Senator Cornyn Calls for Special Counsel to Oversee Clinton Email Investigation

Today I sent a letter to Attorney General Loretta Lynch requesting that she appoint a special counsel to oversee the investigation into former Secretary of State Hillary Clinton’s use of a private email server for official business while in office. Under Department of Justice regulations, the Attorney General has broad discretion to appoint a special counsel where circumstances warrant the appointment.

Full text of the letter is below:

September 15, 2015

The Honorable Loretta E. Lynch
Attorney General
United States Department of Justice
950 Pennsylvania Avenue, N.W.
Washington, DC 20530

Dear Attorney General Lynch:

As a result of the congressional committee investigating the tragic deaths of four American public servants in Benghazi, Libya, the public learned in March that Hillary Clinton maintained a private, unsecured server over which she conducted official e-mail work during her tenure as Secretary of State. That decision limited the public accountability on which our government depends and put our national security at risk. I write requesting that you appoint a Special Counsel to oversee the investigation of this matter.

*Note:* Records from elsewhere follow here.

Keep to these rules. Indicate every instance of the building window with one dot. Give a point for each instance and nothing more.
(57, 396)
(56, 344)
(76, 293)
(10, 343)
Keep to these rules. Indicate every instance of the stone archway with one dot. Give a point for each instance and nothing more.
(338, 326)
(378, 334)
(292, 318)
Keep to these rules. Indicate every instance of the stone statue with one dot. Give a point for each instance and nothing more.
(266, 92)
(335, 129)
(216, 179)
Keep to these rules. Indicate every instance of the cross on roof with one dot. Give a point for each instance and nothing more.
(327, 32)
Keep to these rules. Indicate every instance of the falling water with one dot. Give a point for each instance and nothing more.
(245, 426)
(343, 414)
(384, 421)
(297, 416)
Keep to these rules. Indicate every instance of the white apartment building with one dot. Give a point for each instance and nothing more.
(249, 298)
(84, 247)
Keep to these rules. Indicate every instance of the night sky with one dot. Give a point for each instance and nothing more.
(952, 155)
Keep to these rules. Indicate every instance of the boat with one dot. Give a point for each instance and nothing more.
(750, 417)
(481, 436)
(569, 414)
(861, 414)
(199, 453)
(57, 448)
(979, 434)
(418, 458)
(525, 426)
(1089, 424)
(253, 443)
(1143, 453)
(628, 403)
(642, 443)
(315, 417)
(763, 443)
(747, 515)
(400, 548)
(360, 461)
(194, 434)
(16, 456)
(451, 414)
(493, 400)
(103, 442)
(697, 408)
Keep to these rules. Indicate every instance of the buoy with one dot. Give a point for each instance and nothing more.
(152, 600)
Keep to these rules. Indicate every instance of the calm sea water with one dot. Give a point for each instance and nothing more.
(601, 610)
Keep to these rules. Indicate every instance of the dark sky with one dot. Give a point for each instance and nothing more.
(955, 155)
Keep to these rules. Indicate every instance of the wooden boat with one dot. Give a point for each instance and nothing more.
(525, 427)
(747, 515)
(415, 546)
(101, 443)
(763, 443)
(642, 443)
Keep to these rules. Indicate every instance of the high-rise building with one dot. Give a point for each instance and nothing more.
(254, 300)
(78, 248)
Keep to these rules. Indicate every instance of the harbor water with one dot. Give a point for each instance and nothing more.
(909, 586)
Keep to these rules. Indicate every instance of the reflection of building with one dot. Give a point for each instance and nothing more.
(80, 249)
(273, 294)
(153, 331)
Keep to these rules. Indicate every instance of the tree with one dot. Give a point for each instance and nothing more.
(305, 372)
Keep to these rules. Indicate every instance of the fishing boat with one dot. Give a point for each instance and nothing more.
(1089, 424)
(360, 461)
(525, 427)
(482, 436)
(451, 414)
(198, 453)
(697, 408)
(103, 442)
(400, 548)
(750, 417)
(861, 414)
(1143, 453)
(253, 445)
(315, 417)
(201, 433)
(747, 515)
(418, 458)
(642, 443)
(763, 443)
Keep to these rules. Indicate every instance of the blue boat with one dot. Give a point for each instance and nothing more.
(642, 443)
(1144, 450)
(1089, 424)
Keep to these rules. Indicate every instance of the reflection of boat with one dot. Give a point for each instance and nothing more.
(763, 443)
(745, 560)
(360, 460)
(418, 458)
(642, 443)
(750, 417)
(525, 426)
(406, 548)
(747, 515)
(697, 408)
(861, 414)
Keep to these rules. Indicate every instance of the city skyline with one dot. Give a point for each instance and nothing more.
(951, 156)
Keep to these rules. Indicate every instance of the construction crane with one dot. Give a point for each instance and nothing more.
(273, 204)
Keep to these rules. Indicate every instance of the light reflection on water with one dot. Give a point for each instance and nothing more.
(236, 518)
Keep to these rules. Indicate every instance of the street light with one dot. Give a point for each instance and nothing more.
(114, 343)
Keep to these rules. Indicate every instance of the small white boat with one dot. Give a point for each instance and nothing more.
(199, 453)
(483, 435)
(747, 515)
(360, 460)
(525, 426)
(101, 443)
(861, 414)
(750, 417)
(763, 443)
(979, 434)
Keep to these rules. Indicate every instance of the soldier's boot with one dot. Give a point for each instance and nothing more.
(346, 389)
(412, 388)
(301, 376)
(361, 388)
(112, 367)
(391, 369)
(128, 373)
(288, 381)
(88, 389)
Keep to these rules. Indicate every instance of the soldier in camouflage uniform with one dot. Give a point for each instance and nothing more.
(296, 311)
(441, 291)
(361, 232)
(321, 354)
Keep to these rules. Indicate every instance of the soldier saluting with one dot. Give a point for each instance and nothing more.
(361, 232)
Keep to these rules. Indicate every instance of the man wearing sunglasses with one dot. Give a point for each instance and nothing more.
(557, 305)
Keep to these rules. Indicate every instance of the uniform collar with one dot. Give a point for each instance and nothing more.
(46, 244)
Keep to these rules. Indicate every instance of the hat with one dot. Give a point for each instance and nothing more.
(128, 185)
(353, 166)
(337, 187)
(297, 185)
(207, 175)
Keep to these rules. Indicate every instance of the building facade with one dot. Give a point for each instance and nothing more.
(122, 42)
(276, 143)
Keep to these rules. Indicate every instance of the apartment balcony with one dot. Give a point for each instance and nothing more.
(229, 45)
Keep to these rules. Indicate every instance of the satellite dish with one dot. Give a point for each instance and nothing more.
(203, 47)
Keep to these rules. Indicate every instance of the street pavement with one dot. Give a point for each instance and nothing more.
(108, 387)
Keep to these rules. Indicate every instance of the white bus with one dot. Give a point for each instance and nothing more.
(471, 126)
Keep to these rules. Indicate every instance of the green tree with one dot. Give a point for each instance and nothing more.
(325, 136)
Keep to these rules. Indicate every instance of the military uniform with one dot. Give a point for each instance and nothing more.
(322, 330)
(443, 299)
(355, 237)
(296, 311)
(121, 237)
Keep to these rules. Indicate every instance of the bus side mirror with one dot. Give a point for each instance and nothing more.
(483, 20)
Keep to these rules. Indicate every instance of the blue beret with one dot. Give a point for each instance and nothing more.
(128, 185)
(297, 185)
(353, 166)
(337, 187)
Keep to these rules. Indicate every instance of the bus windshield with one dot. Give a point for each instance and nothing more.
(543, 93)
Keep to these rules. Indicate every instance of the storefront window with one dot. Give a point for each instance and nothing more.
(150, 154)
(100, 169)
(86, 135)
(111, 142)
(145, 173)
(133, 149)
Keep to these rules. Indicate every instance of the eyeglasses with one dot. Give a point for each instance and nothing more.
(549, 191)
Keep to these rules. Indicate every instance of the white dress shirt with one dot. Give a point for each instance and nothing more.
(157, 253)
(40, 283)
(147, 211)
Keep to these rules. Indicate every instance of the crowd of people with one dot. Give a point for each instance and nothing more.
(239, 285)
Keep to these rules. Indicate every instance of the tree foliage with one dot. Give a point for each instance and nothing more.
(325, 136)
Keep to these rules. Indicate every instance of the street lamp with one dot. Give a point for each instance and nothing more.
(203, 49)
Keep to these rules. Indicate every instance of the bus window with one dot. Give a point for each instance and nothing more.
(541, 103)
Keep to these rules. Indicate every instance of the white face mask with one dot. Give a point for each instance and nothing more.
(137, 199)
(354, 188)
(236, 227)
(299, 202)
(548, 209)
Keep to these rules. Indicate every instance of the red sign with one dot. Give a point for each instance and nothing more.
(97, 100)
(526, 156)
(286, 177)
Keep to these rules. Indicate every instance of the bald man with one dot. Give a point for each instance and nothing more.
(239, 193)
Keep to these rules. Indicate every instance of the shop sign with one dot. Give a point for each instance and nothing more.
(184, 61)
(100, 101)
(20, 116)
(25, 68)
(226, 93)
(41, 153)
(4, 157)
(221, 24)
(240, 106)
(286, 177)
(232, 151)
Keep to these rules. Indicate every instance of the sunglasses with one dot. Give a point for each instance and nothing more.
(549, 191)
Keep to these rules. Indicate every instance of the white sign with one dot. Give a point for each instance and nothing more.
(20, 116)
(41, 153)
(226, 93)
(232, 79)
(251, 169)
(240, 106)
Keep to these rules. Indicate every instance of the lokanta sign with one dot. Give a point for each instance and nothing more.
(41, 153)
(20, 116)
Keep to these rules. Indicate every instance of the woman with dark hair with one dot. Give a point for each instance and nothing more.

While Secretary Clinton kept her arrangement and records from government authorities and the American public, congressional investigators and ongoing federal court proceedings continue to bring the details to light. We now know, among other things, that classified information was transmitted over the server, including by Clinton herself. As you are well aware, the Inspector General for the Intelligence Community has referred the matter to Department of Justice (DOJ) officials to investigate the potential compromise of national security information.

We also know that records maintained on the server were not timely preserved or reported to government authorities, searched in response to requests under the Freedom of Information Act (FOIA), or turned over to the State Department when Clinton resigned. A federal judge presiding over FOIA litigation stated that Secretary Clinton failed to follow government record-keeping policy.

Moreover, Secretary Clinton denied publicly that she transmitted classified information and violated government policy, both of which proved untrue. Secretary Clinton’s lawyers made their own determinations as to which of the emails on her server were government records and deleted the remainder – tens of thousands of documents. And the former campaign staffer who set up the server, who would subsequently be employed both by the State Department and Secretary Clinton privately, has invoked the Fifth Amendment of the U.S. Constitution to avoid providing information to government investigators.

The Attorney General has a special duty to pursue justice even when political considerations run counter to doing so. At critical times in our nation’s history, your predecessors have exercised that duty by appointing politically-independent individuals to investigate potential wrongdoing involving senior administration officials. Department of Justice (DOJ) regulations provide that you may appoint a Special Counsel if you believe a criminal investigation is warranted and there is a conflict of interest for the DOJ or if “extraordinary circumstances” warrant the appointment.